My roommate in the hospital was a couple of years older than me and considerably more mobile. Bobby'd pace around the room, bitching about being put in the pediatric ward and bitching about the food and bitching about the nurses, whom he referred to as simply "those bitches."

He seemed pretty damned healthy to me and I wondered why he was in the Intensive Care Unit to begin with. He told me that he had Hepatitis C and that it was as serious as a heart attack. Bobby was drinking at Moby Dick's, the notorious watering hole on Hennepin Avenue in Minneapolis, when a stranger accosted him.

A panhandler grabbed his shoulder as he exited the bar and demanded twenty-five cents. My ICU roomie resisted and told the bum to "get a "f**kin' job." The moocher spun Bobby around and punched him square in the teeth, cutting his fist in the process, and bleeding into Bobby's mouth. A tiny blood born pathogen hopped from host to host and the next thing Bobby knew he lived in the kiddie wing at North Memorial Hospital.

________________________


I had a fourteen inch, half-sutured, gash in my abdomen, with what looked like garden hoses tethering me to a wall of hissing machinery. I thought that Bobby had a lot of damned nerve to whine about his little punch in the teeth. He once told me that I had it made because I was allowed to self-administer my own morphine and he had to beg "those bitches" to get a Tylenol with codeine.

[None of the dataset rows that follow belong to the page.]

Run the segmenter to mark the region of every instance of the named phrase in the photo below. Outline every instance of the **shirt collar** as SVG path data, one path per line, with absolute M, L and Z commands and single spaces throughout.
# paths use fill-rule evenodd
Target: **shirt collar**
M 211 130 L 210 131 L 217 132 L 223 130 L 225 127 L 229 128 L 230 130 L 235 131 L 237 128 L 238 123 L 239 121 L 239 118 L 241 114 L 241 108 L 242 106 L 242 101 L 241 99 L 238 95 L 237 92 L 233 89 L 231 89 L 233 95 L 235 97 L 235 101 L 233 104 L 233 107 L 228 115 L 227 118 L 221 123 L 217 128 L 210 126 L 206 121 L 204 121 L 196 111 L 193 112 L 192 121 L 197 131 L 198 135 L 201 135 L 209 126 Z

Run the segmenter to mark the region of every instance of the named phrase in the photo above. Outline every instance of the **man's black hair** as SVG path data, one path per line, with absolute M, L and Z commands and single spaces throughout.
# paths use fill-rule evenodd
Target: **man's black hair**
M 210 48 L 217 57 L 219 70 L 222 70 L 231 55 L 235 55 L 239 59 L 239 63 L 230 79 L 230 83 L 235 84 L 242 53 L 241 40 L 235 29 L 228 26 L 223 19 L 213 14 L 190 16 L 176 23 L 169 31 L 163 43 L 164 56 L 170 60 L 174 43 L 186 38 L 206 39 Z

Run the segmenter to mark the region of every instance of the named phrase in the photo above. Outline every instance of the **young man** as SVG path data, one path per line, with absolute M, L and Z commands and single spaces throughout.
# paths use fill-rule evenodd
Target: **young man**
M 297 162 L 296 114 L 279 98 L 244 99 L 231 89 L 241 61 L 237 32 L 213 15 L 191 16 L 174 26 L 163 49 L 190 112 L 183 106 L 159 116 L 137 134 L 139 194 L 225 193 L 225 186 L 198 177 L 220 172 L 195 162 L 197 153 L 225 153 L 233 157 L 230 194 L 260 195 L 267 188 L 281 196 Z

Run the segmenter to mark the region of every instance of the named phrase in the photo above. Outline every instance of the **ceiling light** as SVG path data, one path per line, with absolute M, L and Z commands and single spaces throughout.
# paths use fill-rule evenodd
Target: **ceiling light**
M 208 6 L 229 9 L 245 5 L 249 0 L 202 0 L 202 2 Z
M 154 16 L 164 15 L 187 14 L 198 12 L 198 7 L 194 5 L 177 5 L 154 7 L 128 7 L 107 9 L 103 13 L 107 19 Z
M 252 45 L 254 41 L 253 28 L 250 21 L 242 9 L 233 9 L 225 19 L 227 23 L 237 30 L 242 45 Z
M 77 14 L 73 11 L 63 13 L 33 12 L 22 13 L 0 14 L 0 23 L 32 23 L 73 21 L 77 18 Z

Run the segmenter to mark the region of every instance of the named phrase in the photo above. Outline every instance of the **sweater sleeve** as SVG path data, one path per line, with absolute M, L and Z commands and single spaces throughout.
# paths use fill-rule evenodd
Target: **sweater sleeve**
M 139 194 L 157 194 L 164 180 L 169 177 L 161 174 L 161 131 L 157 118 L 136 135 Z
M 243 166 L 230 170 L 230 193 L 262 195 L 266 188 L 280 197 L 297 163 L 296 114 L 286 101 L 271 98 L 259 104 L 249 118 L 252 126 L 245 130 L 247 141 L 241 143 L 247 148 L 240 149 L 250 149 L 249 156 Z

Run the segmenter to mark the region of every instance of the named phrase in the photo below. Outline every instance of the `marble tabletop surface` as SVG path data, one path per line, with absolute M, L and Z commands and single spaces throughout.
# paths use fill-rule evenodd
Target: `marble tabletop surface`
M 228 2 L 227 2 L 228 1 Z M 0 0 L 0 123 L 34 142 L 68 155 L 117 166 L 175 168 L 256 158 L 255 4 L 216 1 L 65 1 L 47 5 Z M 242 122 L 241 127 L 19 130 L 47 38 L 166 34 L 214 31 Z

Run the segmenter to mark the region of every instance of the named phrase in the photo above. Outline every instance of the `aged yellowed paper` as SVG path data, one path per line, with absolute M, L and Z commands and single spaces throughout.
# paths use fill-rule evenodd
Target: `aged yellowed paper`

Almost every night we'd see the blue lights flashing in the corridor of the Intensive Care Unit and a crash cart would be summoned to attempt a miracle. Bobby had a dark sense of humor and he used to start singing "Another one bites the dust" every time the Code Blue Team ran past our room.

"...and another one gone and another one gone, another one bites the dust"

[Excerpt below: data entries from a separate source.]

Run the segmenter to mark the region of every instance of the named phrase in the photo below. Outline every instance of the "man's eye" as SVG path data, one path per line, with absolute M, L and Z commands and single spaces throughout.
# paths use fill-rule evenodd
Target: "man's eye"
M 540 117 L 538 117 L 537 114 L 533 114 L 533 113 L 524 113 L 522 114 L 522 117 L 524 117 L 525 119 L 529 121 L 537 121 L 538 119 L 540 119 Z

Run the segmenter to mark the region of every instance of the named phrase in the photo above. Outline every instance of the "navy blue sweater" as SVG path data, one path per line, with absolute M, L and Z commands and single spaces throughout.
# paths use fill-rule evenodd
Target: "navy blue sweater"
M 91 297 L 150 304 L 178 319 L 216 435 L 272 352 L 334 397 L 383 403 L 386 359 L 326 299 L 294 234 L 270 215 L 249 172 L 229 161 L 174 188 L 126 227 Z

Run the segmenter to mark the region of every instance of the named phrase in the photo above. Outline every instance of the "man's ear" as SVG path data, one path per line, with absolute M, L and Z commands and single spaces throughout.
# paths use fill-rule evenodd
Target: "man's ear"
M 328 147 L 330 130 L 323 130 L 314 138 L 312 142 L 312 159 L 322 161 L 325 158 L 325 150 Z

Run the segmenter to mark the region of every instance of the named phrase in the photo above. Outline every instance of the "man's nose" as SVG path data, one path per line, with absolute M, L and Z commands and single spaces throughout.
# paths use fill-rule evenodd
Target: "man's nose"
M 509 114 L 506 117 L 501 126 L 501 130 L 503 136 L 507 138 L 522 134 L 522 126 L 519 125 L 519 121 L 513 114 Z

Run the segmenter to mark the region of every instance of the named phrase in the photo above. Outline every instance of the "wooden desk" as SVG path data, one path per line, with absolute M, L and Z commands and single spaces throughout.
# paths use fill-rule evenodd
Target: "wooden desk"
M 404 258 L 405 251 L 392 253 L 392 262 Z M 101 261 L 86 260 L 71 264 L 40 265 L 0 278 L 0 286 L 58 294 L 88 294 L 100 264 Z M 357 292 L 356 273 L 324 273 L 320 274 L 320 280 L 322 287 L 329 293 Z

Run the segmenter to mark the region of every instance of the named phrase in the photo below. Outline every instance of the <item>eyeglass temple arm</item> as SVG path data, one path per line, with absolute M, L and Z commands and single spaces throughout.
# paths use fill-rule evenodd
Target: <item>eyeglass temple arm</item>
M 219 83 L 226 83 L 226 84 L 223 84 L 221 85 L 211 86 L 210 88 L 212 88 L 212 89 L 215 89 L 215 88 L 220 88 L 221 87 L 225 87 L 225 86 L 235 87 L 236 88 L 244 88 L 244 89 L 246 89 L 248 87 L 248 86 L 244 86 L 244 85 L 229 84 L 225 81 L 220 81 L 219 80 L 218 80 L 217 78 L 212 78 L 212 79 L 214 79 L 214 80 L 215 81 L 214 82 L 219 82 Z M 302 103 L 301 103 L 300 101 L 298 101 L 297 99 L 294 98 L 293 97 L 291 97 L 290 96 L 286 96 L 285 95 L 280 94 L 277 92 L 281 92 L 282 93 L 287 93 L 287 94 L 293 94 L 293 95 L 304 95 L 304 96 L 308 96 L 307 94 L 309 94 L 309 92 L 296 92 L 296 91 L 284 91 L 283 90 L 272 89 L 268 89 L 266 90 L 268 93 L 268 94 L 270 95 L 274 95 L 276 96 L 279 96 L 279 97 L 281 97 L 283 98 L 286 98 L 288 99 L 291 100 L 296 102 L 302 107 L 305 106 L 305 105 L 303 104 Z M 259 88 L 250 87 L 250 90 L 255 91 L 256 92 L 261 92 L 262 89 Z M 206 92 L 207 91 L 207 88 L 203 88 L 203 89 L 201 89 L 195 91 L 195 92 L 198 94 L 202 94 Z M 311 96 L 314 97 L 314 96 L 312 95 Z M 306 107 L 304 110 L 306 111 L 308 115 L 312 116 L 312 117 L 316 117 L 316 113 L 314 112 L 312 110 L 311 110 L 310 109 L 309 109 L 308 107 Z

We were the only residents of the pediatric ward with pubic hair so Bobby was whistling past some pretty young graves. In the fog of my pain medication I came to believe that he was the Devil incarnate. I wished Bobby would get dead himself.

This life is funny and I don't mean "funny ha-ha." Bobby would sing his song to dying babies and I'd fall deeper into doubt about our existence and its value. Toward the end I concluded that our lot as human beings was entirely arbitrary and without any definite meaning or worth. Bobby proved me wrong when the crash cart came for him.

His life was worth exactly twenty-five cents.